The campaign has launched through a unique pop-up exhibition, open to the public from 19th – 20th
October at The Corn Exchange in Leeds. The campaign encourages a deeper
understanding of how touch, sight, sound, smell and taste can trigger
emotions around someone’s grief. The exhibition will explore these
five senses, guiding people through sensory objects and experiences
that evoke a range of feelings associated with grief, shared by Sue
Ryder’s celebrity ambassadors and people the charity has supported.
The campaign comes as Sue Ryder releases new research which reveals a staggering 91% of people agree that sensory triggers remind them of someone they have grieved or are grieving.
The exhibition, set up like a gallery with information labels, will feature a multitude of items, that contributors said evoked the strongest memories or emotions about someone who has died.
From stands displaying favourite perfumes, hand creams, as well as deeply personal reminders of loved ones, such as the smell of plaster, paintings and poems. These have all been shared by Sue Ryder’s celebrity supporters and people who have benefitted from Sue Ryder’s palliative and bereavement services.
The exhibition is designed to be tactile, with visitors encouraged to interact with the items, such as playing music, or smelling fragrances and touching fabrics.
Sue Ryder’s research also reveals that sensory triggers of grief occur frequently, with most people saying they experience moments like this multiple times per week, and for 1 in 5 people, every single day.

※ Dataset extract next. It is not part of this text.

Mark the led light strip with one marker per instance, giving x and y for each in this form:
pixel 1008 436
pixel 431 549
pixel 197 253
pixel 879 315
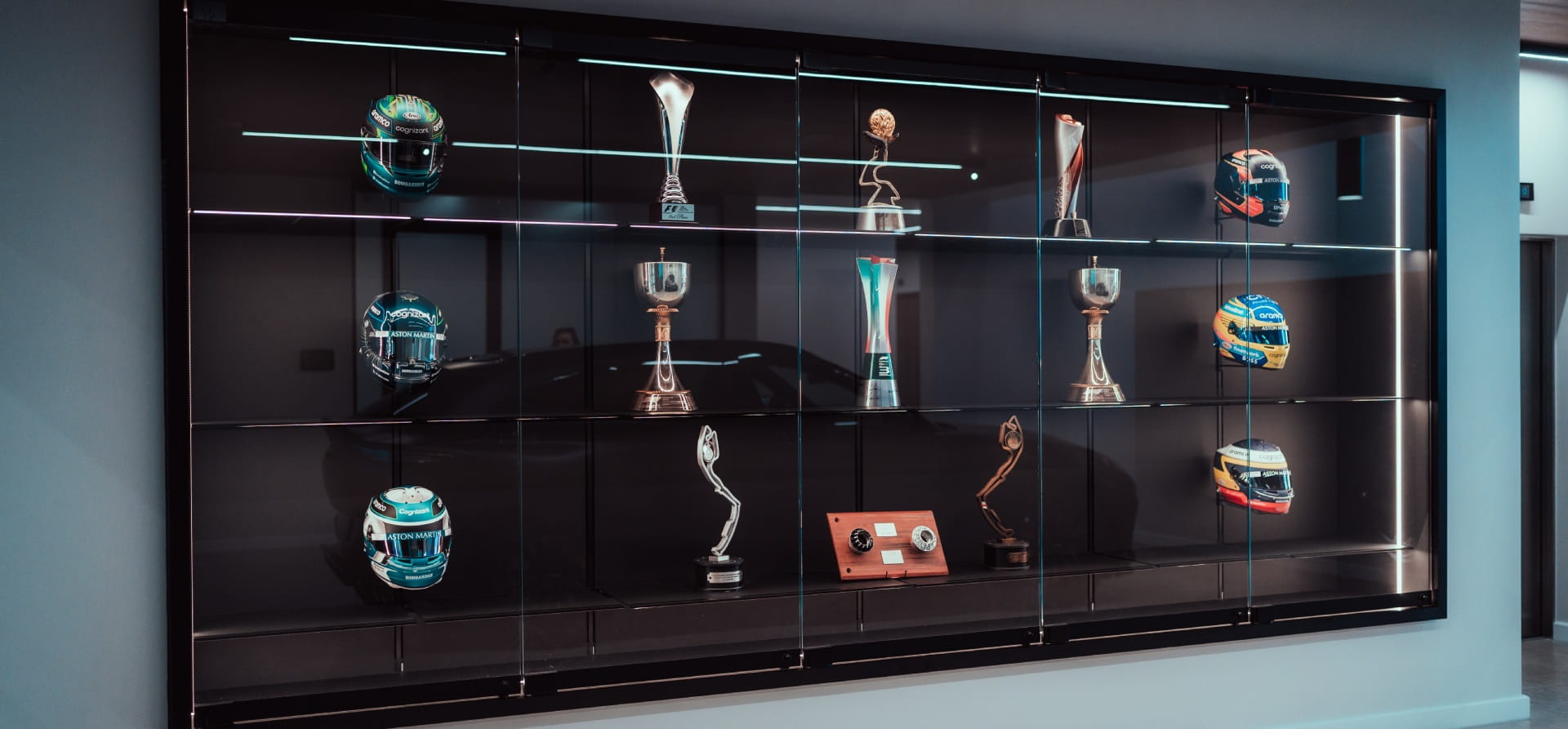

These moments can conjure up a range of emotions, from reflection (40%) and a sense of connection (27%) to a wave of grief (54%) and sadness (61%). For some, these moments are so powerful that they stop people in their tracks (29%) and distract them from whatever they are doing (28%).
Despite the challenges, support can make a difference. Over 2 in 5 (44%) respondents said a hug from a friend can be helpful when sensory triggers evoke feelings of grief and 15% said kindness from a stranger would be helpful for them during these moments.
Luke Sollitt, whose father, James, was cared for at Sue Ryder’s Wheatfield Hospice said: “If at least one person can take some calm away with them and know they are not alone in their grief and the never-ending journey of missing a loved one, it’s a start. Grief never truly ends, despite many people think that “times a healer.” Grief never heals, we just battle to cope with the loss of a loved one.